What does this position mean with regard to EU General Data Protection Regulations (GDPR) compliance and does it reduce the need for businesses and organisations to implement the requirements before May 2018?
GDPR comes into full operation on 25th May 2018 and so will be directly applicable to the UK. Before Brexit, the GDPR will be law in the UK. Post Brexit, the GDPR along with other EU derived laws will be transposed into UK law as part of the Great Repeal Bill so the GDPR in the short term will continue to have effect until, and unless, the UK Parliament decide to repeal the GDPR. Even if the Repeal Bill does remove the GDPR at a future date, the UK will need to ensure ‘adequacy’ as a third country to lawfully exchange data with the EU member states.
However, there are decisions which need to be taken and clarification sought on specific matters in the short term during the UK exit negotiations with the EU to ensure the continuing cooperation between the Information Commissioners Office (ICO) and EU data protection regulators and crucially to permit the continued lawful transfer of data between the UK and EU member states post Brexit.
For example, institutional cooperation lies at the heart of the GDPR. It establishes the new European Data Protection Board (EDPB). The Board has specific responsibility for the GDPR’s “consistency mechanism”, designed to ensure cooperation and consistency between national data protection regulators within the EU (for example when it comes to decisions relating to enforcement action and the level of fines issued for infringements under the GDPR).
What that cooperation would look like between the ICO and the EU regulators post Brexit remains unclear. Since we are moving to a Brexit which involves the UK leaving the EU in its entirety then the UK would almost certainly be classed as a “third country” and there is no reason to expect the ICO to have an ongoing presence on the EDPB (whether formal or otherwise) post Brexit.
It is also worth noting that the EDPB functions includes, inter alia, on advising the EU Commission in relation to the adequacy of data protection laws and measures adopted by “third countries”. Such adequacy determinations by the EU Commission are critical to deciding whether data can flow freely between the EU and countries sitting outside the EU.

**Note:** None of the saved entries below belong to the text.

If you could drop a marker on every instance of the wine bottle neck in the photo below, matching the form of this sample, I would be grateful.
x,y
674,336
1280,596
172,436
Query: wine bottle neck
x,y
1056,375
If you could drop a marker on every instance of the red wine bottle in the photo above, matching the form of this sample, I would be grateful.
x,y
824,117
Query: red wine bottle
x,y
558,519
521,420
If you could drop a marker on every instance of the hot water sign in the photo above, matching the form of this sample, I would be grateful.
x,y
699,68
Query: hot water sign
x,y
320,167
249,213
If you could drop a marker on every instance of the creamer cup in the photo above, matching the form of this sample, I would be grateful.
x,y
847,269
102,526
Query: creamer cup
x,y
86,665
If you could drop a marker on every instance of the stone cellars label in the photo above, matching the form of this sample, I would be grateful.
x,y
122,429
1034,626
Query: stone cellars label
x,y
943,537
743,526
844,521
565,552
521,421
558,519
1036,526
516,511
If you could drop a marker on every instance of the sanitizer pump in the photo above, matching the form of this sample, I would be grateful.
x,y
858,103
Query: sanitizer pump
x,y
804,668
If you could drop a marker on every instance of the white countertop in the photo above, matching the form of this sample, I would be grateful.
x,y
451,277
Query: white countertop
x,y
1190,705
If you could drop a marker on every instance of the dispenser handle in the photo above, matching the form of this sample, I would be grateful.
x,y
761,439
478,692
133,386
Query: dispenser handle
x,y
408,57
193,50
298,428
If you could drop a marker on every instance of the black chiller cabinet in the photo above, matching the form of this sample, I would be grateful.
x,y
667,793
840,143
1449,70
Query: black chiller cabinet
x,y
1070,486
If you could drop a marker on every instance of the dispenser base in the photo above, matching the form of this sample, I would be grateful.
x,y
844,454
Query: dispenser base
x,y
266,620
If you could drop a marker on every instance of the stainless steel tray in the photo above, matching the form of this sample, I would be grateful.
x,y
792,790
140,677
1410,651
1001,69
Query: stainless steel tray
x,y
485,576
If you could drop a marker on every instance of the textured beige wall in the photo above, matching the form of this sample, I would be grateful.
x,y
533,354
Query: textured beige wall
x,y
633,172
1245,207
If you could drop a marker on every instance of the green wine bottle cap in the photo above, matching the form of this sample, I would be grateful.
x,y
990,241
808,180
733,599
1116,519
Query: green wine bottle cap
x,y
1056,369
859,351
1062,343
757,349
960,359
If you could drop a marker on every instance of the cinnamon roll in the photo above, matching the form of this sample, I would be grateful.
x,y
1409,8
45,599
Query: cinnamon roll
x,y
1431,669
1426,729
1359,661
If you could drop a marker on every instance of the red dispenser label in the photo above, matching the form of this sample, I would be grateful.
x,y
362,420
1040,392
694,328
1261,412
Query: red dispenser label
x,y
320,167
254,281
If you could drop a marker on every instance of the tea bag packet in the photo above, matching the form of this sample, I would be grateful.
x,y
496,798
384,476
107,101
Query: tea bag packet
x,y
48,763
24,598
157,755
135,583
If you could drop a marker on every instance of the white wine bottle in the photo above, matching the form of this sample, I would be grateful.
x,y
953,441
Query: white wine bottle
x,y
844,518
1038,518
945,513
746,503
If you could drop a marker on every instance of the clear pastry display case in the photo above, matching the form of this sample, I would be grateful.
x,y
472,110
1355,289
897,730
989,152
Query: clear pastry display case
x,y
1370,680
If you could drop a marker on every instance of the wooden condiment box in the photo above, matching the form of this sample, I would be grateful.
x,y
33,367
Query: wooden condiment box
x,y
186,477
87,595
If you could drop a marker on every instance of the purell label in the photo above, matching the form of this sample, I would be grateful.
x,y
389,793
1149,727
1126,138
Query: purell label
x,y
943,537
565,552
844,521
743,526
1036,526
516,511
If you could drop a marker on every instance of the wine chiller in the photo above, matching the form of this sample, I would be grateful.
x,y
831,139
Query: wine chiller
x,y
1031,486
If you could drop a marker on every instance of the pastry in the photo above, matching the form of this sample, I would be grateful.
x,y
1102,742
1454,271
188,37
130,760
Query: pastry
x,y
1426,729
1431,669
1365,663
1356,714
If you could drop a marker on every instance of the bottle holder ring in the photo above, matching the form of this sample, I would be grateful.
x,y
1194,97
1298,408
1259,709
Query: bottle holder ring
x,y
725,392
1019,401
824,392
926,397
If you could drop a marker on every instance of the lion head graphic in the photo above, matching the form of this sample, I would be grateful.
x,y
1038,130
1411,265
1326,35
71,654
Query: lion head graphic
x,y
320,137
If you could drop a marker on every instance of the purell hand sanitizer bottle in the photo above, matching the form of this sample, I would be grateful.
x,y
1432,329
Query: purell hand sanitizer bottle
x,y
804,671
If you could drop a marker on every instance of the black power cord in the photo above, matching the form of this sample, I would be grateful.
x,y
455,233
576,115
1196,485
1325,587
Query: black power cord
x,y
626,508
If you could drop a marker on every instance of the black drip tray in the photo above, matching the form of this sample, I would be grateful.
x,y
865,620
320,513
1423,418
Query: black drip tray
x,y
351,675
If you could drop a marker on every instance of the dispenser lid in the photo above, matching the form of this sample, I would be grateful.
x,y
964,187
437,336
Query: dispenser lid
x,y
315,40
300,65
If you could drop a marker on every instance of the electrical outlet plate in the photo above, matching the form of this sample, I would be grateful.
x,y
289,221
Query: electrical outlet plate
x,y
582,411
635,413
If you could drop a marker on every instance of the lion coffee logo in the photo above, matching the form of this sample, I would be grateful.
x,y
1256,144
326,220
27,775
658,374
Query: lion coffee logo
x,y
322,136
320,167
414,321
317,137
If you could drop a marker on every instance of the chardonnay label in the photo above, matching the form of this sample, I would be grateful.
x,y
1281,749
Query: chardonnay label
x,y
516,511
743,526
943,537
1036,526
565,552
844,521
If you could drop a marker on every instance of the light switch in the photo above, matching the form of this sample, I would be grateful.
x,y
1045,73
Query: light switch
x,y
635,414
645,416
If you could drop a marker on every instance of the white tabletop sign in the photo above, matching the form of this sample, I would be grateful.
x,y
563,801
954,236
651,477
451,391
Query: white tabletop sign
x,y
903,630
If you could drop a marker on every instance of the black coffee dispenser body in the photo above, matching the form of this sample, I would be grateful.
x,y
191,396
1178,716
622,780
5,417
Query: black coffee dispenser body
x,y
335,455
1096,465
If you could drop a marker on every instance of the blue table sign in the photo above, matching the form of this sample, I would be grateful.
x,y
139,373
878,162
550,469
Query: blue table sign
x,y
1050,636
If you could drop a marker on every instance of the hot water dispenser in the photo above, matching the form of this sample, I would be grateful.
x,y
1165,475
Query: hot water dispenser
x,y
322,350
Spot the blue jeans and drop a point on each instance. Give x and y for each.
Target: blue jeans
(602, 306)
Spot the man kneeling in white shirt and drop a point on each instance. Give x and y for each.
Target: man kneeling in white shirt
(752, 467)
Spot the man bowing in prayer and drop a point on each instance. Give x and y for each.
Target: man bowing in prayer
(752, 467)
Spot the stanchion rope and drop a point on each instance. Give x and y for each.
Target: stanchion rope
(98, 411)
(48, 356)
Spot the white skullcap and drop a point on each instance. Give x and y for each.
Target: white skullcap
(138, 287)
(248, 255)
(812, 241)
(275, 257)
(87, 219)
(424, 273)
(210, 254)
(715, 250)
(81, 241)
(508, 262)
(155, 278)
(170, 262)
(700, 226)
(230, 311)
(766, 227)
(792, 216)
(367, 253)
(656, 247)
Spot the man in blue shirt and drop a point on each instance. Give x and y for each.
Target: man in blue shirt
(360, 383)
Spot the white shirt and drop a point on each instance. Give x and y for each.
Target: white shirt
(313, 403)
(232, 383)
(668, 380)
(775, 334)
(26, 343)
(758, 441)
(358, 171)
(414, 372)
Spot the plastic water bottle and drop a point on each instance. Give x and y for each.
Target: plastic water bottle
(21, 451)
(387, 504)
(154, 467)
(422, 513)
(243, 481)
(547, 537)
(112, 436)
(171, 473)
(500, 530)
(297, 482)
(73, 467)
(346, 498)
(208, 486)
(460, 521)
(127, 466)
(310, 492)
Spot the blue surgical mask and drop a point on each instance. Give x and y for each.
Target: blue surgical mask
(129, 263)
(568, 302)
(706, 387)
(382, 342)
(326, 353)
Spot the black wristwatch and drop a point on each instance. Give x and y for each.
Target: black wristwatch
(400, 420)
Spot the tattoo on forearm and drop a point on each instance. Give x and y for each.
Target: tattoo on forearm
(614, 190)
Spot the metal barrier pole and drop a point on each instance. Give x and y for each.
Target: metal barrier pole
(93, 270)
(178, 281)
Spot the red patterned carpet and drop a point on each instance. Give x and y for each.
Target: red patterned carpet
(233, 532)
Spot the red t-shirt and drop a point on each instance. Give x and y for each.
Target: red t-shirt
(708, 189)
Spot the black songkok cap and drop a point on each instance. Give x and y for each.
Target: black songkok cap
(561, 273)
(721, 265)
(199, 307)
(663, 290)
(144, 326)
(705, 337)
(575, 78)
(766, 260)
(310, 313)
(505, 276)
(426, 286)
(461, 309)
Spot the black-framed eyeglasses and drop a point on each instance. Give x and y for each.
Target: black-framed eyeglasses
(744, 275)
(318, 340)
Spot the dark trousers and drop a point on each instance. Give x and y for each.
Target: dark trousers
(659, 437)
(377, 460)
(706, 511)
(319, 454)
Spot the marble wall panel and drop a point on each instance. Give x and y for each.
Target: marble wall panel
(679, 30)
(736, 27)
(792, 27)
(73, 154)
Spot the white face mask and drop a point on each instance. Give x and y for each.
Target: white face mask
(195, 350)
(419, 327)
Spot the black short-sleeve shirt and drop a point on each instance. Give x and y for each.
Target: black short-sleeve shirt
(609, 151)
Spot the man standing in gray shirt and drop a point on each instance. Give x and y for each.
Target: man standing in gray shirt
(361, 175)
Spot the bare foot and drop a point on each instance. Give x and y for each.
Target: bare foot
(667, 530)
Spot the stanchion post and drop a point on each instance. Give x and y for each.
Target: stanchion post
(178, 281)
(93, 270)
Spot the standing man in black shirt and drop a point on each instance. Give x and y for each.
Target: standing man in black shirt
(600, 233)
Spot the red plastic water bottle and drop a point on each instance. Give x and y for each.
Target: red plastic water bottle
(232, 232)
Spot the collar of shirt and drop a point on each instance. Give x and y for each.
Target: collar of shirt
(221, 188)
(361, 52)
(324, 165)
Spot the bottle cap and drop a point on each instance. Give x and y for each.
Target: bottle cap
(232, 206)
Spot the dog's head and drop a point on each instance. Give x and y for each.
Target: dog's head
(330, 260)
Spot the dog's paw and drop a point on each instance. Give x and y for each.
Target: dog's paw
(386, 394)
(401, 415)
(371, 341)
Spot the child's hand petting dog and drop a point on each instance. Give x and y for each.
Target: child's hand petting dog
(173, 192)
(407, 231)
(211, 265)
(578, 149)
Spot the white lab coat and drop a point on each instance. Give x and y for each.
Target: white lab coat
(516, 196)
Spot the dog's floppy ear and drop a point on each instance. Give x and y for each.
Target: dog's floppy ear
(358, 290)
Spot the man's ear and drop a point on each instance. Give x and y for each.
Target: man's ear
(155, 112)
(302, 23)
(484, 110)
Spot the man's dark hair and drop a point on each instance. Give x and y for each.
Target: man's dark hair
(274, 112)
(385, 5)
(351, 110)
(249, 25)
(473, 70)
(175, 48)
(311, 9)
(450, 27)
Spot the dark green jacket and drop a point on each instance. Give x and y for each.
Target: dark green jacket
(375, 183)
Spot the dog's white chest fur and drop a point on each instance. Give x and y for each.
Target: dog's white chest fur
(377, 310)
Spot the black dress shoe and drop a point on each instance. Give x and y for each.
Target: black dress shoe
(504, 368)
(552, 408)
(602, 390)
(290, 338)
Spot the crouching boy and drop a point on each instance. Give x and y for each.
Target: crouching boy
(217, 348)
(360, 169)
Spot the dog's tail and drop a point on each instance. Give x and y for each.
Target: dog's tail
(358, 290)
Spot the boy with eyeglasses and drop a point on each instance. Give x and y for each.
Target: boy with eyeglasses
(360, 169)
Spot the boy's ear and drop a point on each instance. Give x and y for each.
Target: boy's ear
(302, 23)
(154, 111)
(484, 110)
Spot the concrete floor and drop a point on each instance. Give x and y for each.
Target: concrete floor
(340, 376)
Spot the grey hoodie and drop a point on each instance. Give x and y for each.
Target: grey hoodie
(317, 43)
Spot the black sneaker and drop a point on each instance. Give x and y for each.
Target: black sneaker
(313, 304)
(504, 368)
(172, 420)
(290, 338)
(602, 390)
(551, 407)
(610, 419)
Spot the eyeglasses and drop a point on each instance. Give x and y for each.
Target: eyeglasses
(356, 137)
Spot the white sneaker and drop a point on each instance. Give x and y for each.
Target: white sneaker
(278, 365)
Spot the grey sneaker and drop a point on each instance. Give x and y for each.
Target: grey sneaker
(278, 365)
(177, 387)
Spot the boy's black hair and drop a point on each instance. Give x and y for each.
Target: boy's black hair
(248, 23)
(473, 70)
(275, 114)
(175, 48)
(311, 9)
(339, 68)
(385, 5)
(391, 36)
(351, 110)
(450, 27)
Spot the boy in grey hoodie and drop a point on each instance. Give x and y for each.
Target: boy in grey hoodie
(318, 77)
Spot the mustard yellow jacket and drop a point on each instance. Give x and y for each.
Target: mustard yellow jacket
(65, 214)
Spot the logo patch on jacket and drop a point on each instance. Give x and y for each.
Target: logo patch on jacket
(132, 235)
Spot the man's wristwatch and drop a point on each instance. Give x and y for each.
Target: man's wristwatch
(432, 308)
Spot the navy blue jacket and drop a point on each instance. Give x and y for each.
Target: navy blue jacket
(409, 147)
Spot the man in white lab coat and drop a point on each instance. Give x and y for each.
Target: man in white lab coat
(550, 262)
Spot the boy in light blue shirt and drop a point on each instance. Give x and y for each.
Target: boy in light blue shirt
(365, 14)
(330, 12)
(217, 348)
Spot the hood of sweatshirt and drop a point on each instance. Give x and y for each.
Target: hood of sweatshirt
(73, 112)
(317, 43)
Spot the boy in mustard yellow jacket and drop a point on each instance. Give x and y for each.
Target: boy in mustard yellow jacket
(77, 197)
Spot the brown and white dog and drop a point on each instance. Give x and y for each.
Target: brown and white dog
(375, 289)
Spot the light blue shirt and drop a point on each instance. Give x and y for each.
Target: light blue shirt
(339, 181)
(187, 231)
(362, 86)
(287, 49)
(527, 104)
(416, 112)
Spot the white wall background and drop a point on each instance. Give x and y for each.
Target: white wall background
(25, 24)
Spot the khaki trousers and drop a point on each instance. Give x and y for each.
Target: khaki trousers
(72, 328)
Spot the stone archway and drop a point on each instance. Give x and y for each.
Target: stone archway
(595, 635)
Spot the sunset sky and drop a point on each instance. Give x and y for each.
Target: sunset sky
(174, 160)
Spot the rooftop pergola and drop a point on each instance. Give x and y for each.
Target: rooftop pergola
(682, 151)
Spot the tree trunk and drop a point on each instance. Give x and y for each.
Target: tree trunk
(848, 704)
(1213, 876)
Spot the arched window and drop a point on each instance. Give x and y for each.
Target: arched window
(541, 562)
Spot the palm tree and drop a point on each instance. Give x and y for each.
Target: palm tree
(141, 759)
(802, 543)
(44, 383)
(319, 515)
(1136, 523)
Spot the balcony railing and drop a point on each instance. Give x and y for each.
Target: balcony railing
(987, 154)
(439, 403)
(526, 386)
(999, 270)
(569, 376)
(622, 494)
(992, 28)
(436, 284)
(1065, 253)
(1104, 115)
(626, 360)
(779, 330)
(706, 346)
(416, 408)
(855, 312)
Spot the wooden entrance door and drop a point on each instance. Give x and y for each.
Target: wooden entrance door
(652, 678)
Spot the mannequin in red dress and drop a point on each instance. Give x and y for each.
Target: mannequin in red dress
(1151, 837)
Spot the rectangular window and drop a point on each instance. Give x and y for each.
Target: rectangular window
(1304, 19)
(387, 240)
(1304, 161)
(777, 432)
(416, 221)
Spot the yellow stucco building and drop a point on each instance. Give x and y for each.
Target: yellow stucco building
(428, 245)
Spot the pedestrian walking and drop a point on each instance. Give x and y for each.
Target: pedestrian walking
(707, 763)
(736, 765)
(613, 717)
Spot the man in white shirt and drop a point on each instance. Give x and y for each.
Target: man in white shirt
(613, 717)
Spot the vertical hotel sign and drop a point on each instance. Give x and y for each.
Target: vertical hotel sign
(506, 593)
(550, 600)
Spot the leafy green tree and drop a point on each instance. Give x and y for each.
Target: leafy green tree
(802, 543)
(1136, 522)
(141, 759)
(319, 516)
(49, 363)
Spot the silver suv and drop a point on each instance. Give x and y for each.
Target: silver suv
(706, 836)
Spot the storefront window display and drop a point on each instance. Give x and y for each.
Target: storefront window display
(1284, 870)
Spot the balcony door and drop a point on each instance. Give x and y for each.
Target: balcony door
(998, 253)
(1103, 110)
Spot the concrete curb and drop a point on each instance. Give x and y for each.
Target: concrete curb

Any assessment of adequacy in relation to the UK’s data protection regime would encounter difficulty if the UK does not adopt the GDPR in full or if there are any subsequent attempts to water down the Regulations.
It is for the EU Commission to decide when, or indeed whether, to make an adequacy decision in relation to UK data protection law. Simply “adopting” the GDPR would not in itself guarantee that such a decision would be made although one assumes it would be more likely.
As part of the UK Government’s timetable to exit the EU, one would expect the ICO to play a pivotal role in ensuring the UK secures a positive assessment of adequacy based on our full adoption of GDPR. Failure to do so would be bad for business and could potentially inhibit the freedom to exchange data between the UK and EU.